Para o governo, a decisão da juíza Cristina Luísa Marquesan da Silva, da 1ª Vara da Fazenda Pública de Porto Alegre, que reafirmou a liminar que suspendia as aulas, acaba por gerar insegurança jurídica acerca do retorno das aulas previsto para esta segunda-feira (26). O Estado afirma, em sua nota, que o desembargador já proferiu decisão afirmando que a gestão do modelo de distanciamento controlado cabe ao Poder Executivo.
A PGE afirma que postula medida de urgência “com o expresso esclarecimento de que o Decreto Estadual nº 55.852, de 22 de abril de 2021, no que tange à retomada das aulas, não viola a determinação judicial de suspensão das aulas presenciais em bandeira preta, cujo conceito sofreu legítima modificação, não mais se estando no período de pico que inicialmente justificou a suspensão das aulas presenciais”.

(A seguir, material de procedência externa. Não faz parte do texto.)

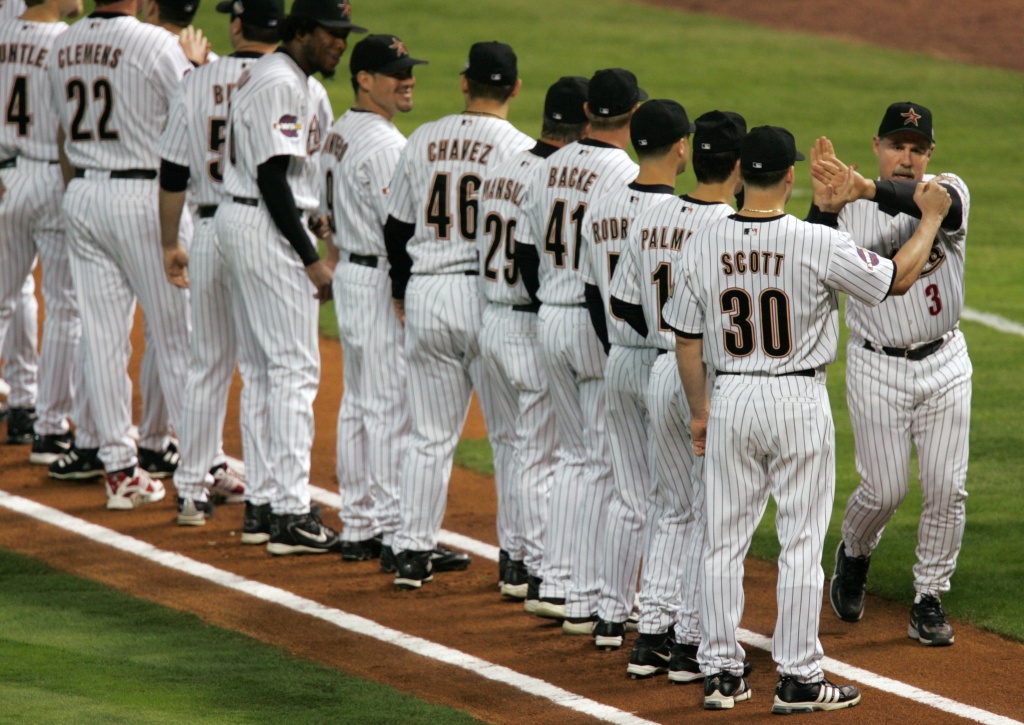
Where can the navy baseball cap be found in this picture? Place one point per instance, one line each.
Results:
(907, 117)
(613, 91)
(329, 13)
(565, 98)
(658, 123)
(768, 148)
(493, 64)
(261, 13)
(381, 53)
(718, 131)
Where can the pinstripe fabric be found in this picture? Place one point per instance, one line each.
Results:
(895, 401)
(358, 160)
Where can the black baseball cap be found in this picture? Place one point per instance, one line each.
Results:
(381, 53)
(565, 98)
(658, 123)
(907, 117)
(329, 13)
(493, 64)
(768, 148)
(613, 91)
(261, 13)
(718, 131)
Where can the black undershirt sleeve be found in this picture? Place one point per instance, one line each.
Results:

‘A medida, que tem por objetivo deixar claro que a retomada das aulas presenciais nesta segunda (26) não viola as decisões judiciais, se dá no âmbito do recurso que está em julgamento virtual, com previsão de encerramento para o dia 28/4, pela 4ª Câmara Cível do Tribunal de Justiça do Estado (TJRS)”, complementa a nota do Estado.